Fourth, Kalshi has established a partnership with Robinhood, indicating that the boundary between brokers and sportsbooks is blurring, which may have catastrophic consequences for many investment accounts.
Aside from the above issues, there is also the risk of corruption. Just before Iran's Supreme Leader Khamenei was killed by an Israeli airstrike on February 28, there were a large number of contracts bought on Polymarket betting on "he will soon lose power"—suggesting that some traders may have had insider information. The total trading amount surrounding this airstrike exceeded 500 million dollars.
When Congress enacted the Commodity Exchange Act in 1936, it clearly did not foresee the creation of large-scale national gambling companies, nor did it anticipate the emergence of such easily manipulable public affairs prediction markets. Congress should take the initiative to intervene, rather than waiting for years of litigation to drag on, leaving a large number of users in financial ruin during this period.
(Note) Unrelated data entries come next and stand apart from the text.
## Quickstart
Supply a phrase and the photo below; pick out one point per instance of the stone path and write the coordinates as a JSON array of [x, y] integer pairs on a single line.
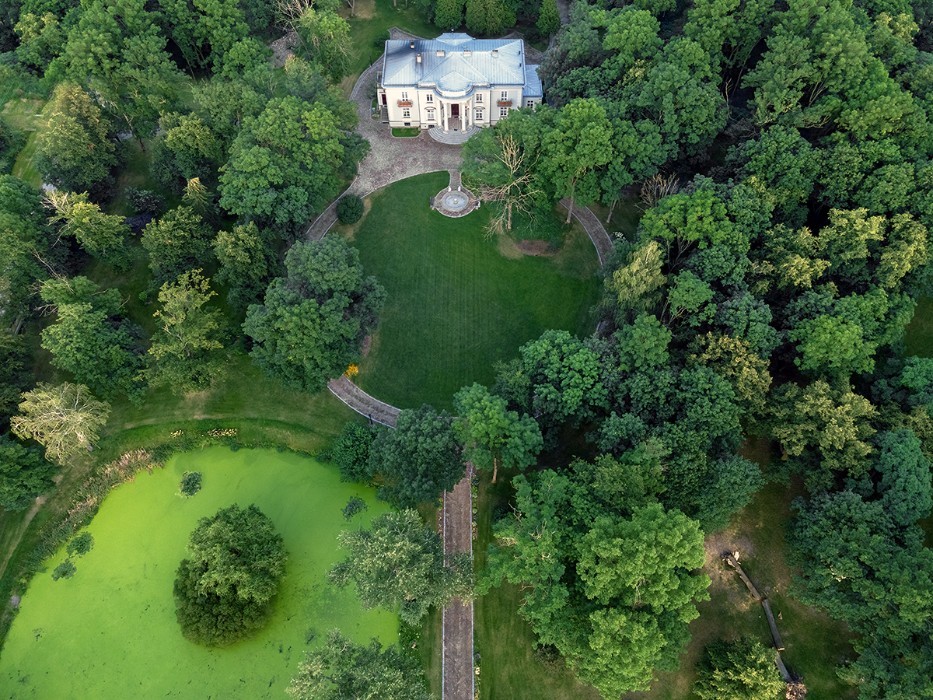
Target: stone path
[[457, 627], [594, 229], [390, 159], [363, 403]]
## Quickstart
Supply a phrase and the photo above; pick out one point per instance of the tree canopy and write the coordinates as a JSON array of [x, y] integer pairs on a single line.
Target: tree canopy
[[225, 587]]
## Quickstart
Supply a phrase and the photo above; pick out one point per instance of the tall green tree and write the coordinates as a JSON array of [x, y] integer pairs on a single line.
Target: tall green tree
[[419, 460], [185, 351], [245, 263], [75, 151], [341, 669], [313, 320], [102, 235], [287, 163], [90, 337], [739, 670], [177, 242], [116, 52], [579, 143], [399, 564], [491, 434], [225, 587]]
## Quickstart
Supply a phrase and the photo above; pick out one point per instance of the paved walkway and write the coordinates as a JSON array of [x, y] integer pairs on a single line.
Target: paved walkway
[[390, 159], [457, 627], [361, 402], [594, 229]]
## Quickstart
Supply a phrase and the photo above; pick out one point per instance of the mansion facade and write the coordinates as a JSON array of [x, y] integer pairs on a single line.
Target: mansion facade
[[455, 82]]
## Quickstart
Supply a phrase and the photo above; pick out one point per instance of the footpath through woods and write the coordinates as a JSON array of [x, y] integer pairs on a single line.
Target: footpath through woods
[[457, 532], [392, 159]]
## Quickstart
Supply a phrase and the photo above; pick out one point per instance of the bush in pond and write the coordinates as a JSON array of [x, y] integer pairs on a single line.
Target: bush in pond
[[81, 545], [190, 483], [225, 589], [354, 505], [350, 451], [64, 570], [350, 209]]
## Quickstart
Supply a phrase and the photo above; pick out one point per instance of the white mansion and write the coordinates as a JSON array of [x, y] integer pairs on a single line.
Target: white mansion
[[455, 81]]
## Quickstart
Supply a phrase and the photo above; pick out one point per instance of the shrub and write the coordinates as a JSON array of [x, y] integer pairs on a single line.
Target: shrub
[[354, 505], [190, 483], [350, 209], [225, 589], [64, 570], [81, 545], [351, 452]]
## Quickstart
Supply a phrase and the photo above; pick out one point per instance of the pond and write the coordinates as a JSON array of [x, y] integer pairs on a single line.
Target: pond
[[110, 630]]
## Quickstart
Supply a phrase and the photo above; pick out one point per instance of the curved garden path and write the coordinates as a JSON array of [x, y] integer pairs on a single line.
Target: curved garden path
[[390, 160]]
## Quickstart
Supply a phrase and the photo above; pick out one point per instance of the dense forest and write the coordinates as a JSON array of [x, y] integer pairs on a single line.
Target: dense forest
[[781, 153]]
As a starting point, Congress should amend the CEA to clearly define "event contracts"—distinguishing between contracts that have reasonable market logic and those that are purely gambling in nature (such as sports bets), while also restricting gambling on political events; ensuring that prediction markets follow clear rules rather than CFTC's arbitrary discretion; setting basic consumer protection standards for all gambling companies in reference to the SAFE Betting Act, while allowing states to implement stricter regulations.
Ideally, lawmakers might take this opportunity to re-examine the "anytime, anywhere gambling" experiment implemented in the smartphone era in the U.S.—this experiment has led to increasing debt, overdue payments, and other social issues. For now, simply establishing order for these chaotic markets and imposing common-sense limitations would already be a significant improvement.